Bob Kentridge 1995
Comparative Psychology:Lecture 6.
Edward Thorndike, puzzle-boxes and the law of effect.
You may recall that we left comparative psychology's
development as an empirical response to Darwin's 'Descent of
Man' very much on the verge of becoming a science. The
importance of the problem and the practical difficulties had been
recognised and, by the end of the century, serious efforts were
being made to produce objective tests of animal intelligence. The
focus of this work was now America where the publication of
William James' 'Principles of Psychology' (1890) inspired a
growing number of graduate-students. One, Edward Thorndike,
attempted to develop some of the anecdotes on the mechanical
problem solving ability of cats and dogs collected by George
Romanes into an objective experimental method. Thorndike
devised a number of wooden crates which required various
combinations of latches, levers, strings and treadles to open them.

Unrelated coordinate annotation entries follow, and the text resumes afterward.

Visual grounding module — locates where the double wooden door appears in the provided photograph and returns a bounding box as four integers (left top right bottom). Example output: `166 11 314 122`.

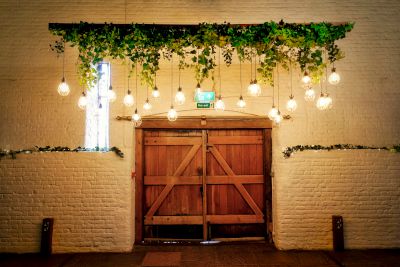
136 129 270 240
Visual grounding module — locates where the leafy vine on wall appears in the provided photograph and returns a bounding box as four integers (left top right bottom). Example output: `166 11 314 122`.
49 21 354 88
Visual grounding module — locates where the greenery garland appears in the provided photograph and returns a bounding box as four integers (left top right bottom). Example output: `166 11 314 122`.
282 144 400 158
49 21 354 88
0 146 124 160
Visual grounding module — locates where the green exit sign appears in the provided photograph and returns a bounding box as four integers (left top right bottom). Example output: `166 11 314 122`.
197 103 211 108
194 91 215 103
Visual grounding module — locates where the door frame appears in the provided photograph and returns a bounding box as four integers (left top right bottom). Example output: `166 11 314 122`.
135 116 272 244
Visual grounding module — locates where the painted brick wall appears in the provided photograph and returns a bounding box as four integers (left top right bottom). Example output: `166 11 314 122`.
0 153 133 253
0 0 400 252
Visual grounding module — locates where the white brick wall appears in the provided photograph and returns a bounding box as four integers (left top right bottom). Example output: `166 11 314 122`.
0 0 400 252
0 153 133 253
273 150 400 249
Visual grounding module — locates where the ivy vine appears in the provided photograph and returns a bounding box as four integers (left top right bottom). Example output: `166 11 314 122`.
282 144 400 158
49 21 354 88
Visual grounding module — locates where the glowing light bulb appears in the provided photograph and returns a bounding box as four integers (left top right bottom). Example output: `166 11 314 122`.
143 99 153 112
301 71 311 84
167 106 178 121
57 77 70 96
195 83 203 94
236 96 246 108
214 96 225 111
304 87 315 102
268 105 278 120
132 109 142 127
78 92 87 109
286 95 297 112
107 85 117 102
151 86 160 98
175 86 186 105
274 110 283 124
328 68 340 85
124 90 135 107
316 93 328 110
247 80 261 96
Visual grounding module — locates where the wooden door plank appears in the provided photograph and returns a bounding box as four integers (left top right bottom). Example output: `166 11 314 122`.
234 183 263 215
144 136 202 146
144 176 202 185
201 130 208 240
144 215 203 225
174 144 201 176
135 129 144 244
208 135 263 145
145 184 174 218
207 214 264 224
206 175 264 184
210 147 235 176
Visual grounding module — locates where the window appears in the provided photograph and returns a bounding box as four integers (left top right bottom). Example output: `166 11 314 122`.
85 62 111 150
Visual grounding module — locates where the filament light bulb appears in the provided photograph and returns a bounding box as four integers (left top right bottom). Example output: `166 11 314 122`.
301 71 311 84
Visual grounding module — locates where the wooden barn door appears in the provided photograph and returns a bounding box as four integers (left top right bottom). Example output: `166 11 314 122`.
143 130 203 239
136 119 271 242
207 130 266 238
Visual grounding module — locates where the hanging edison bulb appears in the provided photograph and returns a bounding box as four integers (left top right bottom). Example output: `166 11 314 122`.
57 77 70 96
328 68 340 85
236 96 246 108
301 71 311 84
151 85 160 98
78 92 87 109
268 105 278 120
214 95 225 111
304 87 315 102
143 98 153 112
175 86 186 105
286 95 297 112
107 85 117 102
167 106 178 121
274 110 283 124
124 90 135 107
132 109 142 127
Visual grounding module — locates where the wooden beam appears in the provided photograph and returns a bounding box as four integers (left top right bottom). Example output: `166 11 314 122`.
135 129 144 244
116 116 272 129
144 216 203 225
207 215 264 224
208 135 263 145
207 175 264 184
144 136 201 146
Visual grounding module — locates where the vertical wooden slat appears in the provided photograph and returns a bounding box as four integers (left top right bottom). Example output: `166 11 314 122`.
263 129 273 243
135 129 144 244
202 130 208 240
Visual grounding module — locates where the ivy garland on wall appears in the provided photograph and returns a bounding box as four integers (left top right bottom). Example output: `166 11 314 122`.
0 146 124 160
49 21 354 88
282 144 400 158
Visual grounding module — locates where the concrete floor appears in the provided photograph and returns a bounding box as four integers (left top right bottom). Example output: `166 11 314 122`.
0 243 400 267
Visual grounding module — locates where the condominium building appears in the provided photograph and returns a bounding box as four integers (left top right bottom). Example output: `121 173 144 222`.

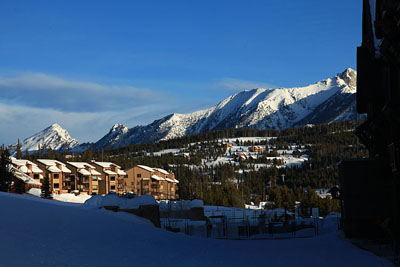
67 161 101 195
11 157 43 183
126 165 179 199
91 160 129 195
36 159 75 194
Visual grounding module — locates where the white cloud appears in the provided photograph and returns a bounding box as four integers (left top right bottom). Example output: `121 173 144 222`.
0 73 168 112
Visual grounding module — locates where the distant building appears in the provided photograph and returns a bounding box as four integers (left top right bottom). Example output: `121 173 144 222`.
91 161 129 195
10 166 42 194
249 146 264 153
126 165 179 199
36 159 75 194
67 161 101 195
11 157 43 183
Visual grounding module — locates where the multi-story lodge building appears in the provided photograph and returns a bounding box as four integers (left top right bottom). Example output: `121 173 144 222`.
11 157 43 183
91 161 129 195
126 165 179 199
67 161 101 195
36 159 75 194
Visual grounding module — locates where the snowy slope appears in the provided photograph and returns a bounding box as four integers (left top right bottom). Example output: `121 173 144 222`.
95 69 357 148
0 192 390 267
8 123 79 154
94 123 128 149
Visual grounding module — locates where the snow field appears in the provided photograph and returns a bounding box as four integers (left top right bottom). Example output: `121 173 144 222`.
0 193 390 267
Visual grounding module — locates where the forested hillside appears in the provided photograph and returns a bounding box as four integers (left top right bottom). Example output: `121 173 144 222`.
24 121 368 215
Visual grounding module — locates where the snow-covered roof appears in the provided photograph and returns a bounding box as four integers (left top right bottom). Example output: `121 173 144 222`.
151 174 165 181
154 168 169 174
32 164 43 173
19 165 31 173
67 161 95 169
37 159 65 166
37 159 71 173
12 166 42 185
138 165 154 172
11 157 43 173
79 169 91 175
90 170 101 175
11 157 26 166
118 170 126 175
61 165 71 173
92 161 121 168
47 166 61 173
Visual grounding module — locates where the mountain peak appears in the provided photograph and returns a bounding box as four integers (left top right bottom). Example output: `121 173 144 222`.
8 123 79 154
339 68 357 87
110 123 127 132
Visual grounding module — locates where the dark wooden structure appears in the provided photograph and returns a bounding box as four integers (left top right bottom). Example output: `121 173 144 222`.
339 0 400 247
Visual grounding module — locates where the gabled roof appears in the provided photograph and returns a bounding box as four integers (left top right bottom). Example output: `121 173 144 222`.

A dog or a cat would be put in one of these 'puzzle-boxes' and,
sooner or later would manage to escape from it.
Thorndike's initial aim was to show that the anecdotal
achievements of cats and dogs could be replicated in controlled,
standardised circumstance, however, he soon realised that he
could now measure animal intelligence using this equipment. His
method was to set an animal the same task repeatedly, each time
measuring the time it took to solve it. Thorndike could then
compare these 'learning-curves' across different situations and
different species.
Thorndike was particularly interested in discovering whether his
animals could learn their tasks through imitation or observation.

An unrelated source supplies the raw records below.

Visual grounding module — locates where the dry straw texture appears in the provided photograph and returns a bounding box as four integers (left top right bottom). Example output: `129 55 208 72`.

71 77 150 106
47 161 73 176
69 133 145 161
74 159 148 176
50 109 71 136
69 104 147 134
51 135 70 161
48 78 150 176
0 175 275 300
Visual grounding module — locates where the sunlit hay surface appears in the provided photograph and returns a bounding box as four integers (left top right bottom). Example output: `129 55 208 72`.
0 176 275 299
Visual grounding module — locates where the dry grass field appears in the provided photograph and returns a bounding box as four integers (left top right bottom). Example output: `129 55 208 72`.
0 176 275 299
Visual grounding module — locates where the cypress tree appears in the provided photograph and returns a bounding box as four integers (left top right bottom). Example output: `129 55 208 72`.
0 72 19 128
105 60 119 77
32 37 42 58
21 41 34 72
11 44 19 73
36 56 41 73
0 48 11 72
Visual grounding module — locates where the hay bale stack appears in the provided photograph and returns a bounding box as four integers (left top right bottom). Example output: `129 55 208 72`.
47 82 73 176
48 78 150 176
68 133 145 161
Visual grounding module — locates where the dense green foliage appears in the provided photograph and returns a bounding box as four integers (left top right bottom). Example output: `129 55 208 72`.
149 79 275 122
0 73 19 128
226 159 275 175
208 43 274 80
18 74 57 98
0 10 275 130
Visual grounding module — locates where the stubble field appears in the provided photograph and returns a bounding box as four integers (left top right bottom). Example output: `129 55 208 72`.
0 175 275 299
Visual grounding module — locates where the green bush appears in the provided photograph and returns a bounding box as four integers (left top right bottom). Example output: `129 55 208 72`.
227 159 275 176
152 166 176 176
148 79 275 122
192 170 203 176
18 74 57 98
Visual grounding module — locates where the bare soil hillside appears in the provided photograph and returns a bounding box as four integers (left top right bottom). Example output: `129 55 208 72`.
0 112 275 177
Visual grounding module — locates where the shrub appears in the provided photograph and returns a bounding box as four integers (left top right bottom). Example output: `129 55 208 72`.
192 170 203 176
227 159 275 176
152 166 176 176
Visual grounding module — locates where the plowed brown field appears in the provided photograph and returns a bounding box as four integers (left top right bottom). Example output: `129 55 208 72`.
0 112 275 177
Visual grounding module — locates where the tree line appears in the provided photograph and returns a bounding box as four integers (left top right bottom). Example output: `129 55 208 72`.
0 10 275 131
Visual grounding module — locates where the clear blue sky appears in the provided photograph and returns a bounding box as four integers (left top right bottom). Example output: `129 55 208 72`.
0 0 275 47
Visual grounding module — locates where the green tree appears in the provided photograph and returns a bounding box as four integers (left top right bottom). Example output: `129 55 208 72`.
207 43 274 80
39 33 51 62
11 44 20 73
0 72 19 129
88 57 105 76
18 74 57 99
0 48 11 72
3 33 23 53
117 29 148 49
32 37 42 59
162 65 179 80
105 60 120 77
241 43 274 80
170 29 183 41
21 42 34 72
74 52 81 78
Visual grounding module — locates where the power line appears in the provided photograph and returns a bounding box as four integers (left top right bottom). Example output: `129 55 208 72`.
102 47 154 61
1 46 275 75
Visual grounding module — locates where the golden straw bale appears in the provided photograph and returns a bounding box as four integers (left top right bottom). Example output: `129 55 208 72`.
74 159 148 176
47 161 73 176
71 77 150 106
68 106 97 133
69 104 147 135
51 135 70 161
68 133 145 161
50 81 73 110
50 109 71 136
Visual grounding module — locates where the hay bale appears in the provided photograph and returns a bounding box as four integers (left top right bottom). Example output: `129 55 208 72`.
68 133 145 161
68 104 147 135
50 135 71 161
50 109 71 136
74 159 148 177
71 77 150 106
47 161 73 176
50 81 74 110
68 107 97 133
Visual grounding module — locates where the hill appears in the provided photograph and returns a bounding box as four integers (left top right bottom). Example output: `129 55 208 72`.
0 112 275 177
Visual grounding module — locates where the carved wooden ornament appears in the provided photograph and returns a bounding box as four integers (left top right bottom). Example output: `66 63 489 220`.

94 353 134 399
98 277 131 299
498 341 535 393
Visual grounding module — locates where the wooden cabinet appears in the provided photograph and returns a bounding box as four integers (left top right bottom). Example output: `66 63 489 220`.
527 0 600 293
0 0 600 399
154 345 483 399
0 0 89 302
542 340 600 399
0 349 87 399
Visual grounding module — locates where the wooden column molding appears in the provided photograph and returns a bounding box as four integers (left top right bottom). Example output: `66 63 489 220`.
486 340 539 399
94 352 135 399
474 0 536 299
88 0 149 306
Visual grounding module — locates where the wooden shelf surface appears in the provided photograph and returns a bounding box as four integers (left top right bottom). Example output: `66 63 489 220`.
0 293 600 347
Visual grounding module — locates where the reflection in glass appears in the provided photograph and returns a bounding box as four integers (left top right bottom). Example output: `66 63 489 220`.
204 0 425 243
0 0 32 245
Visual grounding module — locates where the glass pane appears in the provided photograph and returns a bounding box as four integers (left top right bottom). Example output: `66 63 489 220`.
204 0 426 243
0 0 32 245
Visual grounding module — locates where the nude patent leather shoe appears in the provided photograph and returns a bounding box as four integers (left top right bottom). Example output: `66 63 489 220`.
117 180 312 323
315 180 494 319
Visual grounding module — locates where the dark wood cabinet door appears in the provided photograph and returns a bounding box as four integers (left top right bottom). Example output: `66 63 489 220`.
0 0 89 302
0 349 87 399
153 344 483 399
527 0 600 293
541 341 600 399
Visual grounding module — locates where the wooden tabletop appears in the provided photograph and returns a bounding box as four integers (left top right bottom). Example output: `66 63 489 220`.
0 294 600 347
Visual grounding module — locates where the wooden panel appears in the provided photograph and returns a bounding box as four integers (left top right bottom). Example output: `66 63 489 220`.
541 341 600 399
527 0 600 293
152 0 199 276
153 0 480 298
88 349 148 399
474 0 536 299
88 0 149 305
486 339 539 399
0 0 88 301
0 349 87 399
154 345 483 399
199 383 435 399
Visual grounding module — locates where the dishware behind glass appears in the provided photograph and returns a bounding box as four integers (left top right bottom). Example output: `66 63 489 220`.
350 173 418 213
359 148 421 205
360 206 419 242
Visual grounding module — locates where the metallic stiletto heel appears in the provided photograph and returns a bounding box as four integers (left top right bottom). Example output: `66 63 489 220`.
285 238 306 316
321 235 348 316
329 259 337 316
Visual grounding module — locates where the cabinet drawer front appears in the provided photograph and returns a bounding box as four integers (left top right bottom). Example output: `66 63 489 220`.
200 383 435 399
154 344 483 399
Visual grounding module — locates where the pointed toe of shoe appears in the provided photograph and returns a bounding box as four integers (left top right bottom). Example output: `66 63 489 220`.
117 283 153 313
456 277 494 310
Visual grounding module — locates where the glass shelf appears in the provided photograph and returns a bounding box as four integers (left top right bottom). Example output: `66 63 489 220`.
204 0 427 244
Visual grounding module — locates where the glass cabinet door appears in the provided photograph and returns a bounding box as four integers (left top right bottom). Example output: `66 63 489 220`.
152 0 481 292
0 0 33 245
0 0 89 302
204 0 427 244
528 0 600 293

He compared the learning curves of cats who had been given the
opportunity of observing others escaping from a box with those
who had never seen the box being solved and found no difference
in their rate of learning. He obtained the same null result with
dogs and, even when he showed the animals the methods of
opening a box by placing their paws on the appropriate levers and
so on, he found no improvement. He fell back on a much simpler
trial and error explanation of learning. Occasionally, quite by
chance, an animal performs an action which frees it from the box.
When the animal finds itself in the same position again it is more
likely to perform the same action again. The reward of being
freed from the box somehow strengthens an association between a
stimulus, being in a certain position in the box, and an appropriate
action. Reward acts to strengthen stimulus-response associations.
The animal learns to solve the puzzle-box not by reflecting on
possible actions and really puzzling its way out of it but by a quite
mechanical development of actions originally made by chance. By
1910 Thorndike had formalised this notion into a 'law' of
psychology - the law of effect. In full it reads:
"Of several responses made to the same situation those which are
accompanied or closely followed by satisfaction to the animal will,
other things being equal, be more firmly connected with the
situation, so that, when it recurs, they will be more likely to recur;
those which are accompanied or closely followed by discomfort to
the animal will, other things being equal, have their connections to
the situation weakened, so that, when it recurs, they will be less
likely to occur. The greater the satisfaction or discomfort, the
greater the strengthening or weakening of the bond."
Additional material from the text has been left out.